そして、周辺の領主に降伏勧告しつつ兵を休ませ、10月1日に東進を開始。
3日午後には天霧城に到着した和泉守は、香川之景と会談し、一条に降ることが了承された。
当方に付いた香川氏は、即日全軍の招集命令を発し、10月8日には、約四千の兵が集まった。
主力と合わせて二万を優に超える一条軍は、奈良氏の居城である聖通寺城(現:綾歌郡宇多津町)に向け進軍するが、ここで伝令が入り、十河存保を大将とする約一万がこちらに向かっているとのこと。
一条軍は仕方無く聖通寺攻めを断念し、この日、土器川西岸で迎え撃つ事とした。
両軍は川を挟んで対峙するが、数はこちらが圧倒しており、向こうから攻めてくる気配は無い。
一条軍は前列に鉄砲隊、次列に弓を並べ、その後ろから槍と馬を出せるようにしているが、敵は馬が最前に陣取る。
どうやら敵はここで乱戦に持ち込みたいらしい。
しかし、こちらは本陣手前、足軽に隠される形で四門の大砲を据え、すでに準備を終えている。

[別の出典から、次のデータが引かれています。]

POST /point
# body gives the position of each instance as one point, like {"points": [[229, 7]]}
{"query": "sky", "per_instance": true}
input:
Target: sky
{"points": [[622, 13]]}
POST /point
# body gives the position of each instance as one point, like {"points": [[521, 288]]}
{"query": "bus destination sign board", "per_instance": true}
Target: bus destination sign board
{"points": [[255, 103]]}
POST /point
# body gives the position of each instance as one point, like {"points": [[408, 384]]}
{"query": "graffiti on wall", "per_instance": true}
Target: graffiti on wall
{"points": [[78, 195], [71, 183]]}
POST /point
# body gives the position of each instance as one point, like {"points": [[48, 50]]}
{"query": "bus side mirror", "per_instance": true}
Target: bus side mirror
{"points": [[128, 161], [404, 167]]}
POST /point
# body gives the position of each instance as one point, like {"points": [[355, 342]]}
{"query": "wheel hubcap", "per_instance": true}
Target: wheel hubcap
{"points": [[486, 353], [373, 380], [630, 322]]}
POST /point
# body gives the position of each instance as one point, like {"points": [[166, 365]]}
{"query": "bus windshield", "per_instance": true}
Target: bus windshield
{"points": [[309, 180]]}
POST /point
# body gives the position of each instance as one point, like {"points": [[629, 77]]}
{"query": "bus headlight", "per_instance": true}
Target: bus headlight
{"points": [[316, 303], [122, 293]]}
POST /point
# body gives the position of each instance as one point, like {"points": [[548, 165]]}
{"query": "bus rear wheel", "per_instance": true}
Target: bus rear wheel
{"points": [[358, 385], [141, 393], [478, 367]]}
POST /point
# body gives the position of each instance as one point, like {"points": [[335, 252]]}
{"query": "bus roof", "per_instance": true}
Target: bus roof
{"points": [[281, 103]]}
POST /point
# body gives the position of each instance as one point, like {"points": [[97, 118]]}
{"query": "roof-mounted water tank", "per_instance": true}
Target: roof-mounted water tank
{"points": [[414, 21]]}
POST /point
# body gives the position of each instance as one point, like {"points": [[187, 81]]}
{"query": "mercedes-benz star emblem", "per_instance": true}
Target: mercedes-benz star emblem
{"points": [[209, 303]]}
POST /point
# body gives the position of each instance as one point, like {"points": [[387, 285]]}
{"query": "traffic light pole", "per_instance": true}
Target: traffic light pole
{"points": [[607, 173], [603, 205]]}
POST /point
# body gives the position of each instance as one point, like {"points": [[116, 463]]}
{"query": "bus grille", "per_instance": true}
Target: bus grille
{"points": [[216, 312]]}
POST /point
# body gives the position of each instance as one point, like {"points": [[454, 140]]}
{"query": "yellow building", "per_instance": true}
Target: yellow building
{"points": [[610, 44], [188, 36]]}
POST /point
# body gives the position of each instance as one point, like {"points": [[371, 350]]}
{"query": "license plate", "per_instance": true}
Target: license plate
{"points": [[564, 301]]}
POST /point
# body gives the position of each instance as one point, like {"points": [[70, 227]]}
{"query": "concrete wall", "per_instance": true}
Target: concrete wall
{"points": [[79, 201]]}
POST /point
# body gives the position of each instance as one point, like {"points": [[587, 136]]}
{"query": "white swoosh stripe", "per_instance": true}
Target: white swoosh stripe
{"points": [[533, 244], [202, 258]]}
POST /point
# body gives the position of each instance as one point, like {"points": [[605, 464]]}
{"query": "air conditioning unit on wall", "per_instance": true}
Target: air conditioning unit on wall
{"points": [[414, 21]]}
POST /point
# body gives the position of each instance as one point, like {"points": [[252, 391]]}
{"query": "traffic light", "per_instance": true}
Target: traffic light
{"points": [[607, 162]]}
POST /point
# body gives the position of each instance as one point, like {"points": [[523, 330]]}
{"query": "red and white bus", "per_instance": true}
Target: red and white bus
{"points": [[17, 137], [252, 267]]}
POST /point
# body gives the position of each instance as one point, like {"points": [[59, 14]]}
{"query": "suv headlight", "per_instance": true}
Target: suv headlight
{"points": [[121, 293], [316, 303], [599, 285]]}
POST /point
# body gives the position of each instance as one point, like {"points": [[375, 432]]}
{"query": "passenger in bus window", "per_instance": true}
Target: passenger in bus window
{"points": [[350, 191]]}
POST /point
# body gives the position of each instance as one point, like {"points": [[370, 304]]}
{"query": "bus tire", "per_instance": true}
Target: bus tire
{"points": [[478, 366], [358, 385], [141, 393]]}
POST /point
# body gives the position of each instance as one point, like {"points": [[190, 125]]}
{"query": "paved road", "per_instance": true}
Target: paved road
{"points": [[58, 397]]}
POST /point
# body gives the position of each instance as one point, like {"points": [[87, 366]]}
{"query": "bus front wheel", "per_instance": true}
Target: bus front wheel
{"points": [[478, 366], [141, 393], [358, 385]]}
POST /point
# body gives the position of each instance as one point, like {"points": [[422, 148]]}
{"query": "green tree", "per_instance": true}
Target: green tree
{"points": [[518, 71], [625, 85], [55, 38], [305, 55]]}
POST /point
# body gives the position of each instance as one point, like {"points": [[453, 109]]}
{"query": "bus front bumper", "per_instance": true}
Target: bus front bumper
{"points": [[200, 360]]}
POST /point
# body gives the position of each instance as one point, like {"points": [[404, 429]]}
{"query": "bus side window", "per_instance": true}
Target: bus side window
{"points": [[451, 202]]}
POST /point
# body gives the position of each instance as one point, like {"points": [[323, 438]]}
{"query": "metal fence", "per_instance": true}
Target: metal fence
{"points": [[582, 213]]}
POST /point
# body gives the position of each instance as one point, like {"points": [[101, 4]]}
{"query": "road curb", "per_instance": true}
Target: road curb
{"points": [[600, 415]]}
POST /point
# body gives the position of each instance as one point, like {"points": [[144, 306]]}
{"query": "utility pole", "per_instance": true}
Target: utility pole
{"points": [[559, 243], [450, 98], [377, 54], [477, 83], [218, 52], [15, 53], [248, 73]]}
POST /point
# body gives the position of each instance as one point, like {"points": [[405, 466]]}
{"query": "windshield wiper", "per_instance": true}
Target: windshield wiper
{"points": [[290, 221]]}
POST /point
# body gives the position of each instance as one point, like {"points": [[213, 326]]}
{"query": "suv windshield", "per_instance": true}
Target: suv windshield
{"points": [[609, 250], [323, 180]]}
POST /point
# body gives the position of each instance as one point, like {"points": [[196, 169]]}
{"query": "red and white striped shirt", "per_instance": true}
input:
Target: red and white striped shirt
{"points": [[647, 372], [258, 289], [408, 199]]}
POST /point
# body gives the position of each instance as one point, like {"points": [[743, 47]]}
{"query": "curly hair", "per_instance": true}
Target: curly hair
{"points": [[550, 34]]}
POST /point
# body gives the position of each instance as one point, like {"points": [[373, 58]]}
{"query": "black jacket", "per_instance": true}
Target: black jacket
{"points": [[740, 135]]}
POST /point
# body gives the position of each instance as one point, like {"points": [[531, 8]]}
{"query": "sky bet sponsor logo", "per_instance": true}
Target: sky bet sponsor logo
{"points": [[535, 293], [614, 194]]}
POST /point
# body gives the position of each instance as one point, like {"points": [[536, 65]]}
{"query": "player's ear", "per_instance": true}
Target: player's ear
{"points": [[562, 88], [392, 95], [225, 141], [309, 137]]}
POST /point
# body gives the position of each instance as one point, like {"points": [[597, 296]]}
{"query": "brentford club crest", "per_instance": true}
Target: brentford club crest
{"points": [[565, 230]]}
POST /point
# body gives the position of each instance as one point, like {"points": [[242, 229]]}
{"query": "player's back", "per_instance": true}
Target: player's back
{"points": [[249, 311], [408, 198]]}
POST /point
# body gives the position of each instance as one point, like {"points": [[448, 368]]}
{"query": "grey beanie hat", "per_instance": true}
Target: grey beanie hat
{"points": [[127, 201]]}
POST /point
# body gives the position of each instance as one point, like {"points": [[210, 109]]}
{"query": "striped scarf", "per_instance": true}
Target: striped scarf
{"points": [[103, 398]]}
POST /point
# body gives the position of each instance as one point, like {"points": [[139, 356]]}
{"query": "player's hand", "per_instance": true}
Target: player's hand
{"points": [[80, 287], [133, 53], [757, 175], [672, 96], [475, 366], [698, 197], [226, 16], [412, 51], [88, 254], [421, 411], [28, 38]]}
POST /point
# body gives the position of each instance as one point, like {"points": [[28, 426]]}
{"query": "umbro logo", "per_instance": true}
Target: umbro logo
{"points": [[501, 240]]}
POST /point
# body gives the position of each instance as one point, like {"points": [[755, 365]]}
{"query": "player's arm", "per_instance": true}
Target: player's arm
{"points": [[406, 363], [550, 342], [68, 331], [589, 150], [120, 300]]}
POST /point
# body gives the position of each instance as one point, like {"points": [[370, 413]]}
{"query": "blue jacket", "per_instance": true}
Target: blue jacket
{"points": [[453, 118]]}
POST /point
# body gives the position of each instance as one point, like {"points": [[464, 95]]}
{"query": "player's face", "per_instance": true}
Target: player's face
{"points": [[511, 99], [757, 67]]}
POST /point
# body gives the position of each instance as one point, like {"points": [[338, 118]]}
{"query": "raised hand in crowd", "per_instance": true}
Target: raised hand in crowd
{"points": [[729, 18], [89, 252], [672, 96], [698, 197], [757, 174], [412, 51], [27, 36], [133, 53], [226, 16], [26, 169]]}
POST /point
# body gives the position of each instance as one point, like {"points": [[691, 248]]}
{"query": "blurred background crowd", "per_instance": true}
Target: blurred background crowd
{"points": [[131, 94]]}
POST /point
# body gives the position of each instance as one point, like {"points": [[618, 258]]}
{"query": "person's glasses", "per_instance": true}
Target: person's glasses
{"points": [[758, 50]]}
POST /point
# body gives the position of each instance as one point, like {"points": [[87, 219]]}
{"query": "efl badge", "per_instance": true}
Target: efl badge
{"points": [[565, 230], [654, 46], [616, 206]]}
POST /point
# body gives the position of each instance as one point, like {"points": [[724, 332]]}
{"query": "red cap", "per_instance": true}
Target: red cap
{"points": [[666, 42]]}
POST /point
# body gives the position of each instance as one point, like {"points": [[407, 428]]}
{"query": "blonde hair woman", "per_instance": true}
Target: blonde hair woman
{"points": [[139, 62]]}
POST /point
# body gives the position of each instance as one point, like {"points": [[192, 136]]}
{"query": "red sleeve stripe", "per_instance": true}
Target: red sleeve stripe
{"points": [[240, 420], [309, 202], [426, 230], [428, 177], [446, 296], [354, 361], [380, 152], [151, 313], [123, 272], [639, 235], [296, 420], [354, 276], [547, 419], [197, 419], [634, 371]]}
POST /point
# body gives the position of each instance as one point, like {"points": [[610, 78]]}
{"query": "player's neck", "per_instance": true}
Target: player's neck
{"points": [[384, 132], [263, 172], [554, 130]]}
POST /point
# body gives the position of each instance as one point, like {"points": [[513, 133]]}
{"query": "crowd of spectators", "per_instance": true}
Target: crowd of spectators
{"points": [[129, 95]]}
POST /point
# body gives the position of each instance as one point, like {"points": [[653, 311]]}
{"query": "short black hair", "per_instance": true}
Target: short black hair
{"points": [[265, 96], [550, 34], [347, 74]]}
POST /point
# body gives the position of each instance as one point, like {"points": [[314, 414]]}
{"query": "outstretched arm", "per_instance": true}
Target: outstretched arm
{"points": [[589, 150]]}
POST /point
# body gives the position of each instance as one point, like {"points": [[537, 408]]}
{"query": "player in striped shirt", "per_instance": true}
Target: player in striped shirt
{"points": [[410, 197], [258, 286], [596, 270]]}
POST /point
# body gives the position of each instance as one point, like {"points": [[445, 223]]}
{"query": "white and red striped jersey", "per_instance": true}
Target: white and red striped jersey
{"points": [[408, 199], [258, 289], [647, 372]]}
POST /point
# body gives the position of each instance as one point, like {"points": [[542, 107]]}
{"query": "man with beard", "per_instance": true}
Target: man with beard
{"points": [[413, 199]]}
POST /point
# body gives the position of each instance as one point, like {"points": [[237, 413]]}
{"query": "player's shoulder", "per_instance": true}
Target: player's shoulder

改良型の大砲は、川向こうでも十分に射程に入っている。
しばらく睨み合いが続いたが、午の刻あたりに敵が河原に出てきた。
思いの外騎馬が多い。さすが土佐とは違う。
そしてさほど広くない土器川を一気に渡り始めた時、大筒の斉射が始まり、次いで敵が渡河中に鉄砲隊の斉射が始まった。
敵の後方でいくつか土煙が上がる。
更に斉射は続き、本来騎馬に続くべき足軽は出遅れているようだ。
そして矢雨が降り注ぐ中、敵の騎馬兵が川を渡りきった刹那、鉄砲が至近から斉射される。
ここで、後ろに控えていた足軽が一斉に前に出てくる。
いかに騎馬といえど、鉄砲と川で勢いを殺されては突進の威力を発揮できない。
しかも続いてくる足軽の数は少なく、瞬く間に押し返され始める。
こうなると後は数が多い方が圧倒的有利になる。
正午頃には、敵の退却が始まるが、後方は砲撃によりまだ混乱がつづいている。
和泉守はそのまま前進を下知し、全軍が一気に土器川を渡る。
「我こそは、香西越後守様が臣、片山志摩なるぞ、伊予の弱兵で死にたい奴は、出てきて我と勝負せよ!」
「我は石川伊代守が家臣、石川源太夫である。その勝負承った!」
両者馬に跨がったまま、一騎打ちが始まる。
最初は馬上槍で、そして埒があかないと分かるや、馬を降り刀を振りかざして揉み合う。
既に周りは一条方の足軽に取り囲まれており、片山は生きては帰れぬであろうが、それでも奮戦する。
数分の戦闘の後、腕を斬られた片山を源太夫が組み伏せて、見事敵将を討ち取った。
さすがは新居一の猛将である。
「敵将、討ち取ったり!このまま押して一気に殲滅じゃ!」
結局、二時間ほどで敵はこの近辺からいなくなり、そのまま1kmほど東の聖通寺城を取り囲むと、夕刻には城主、奈良太郎兵衛は開城した。
さらに、翌11日には、奈良、財田、山本、大平の各国人衆に、南の羽床城攻略を命じ、本隊は滝宮城(現:綾川町)攻略に向かった。
羽床城は最後まで抵抗し、損害度外視の力押しで落としたが、滝宮は戦わずして降伏した。
さらに近隣の各城主に降伏勧告を行い、長尾、田村、高木、新名の諸氏が当方に降った。
間者からその後に入ったの情報では、十河軍は兵を立て直し、香西氏救援を行う模様とのことで、もう一戦は交えることになりそうだ。
こうして、讃岐の西半分を瞬く間に制圧した一条軍は、いよいよ讃岐の中央部、香川郡の攻略に入る。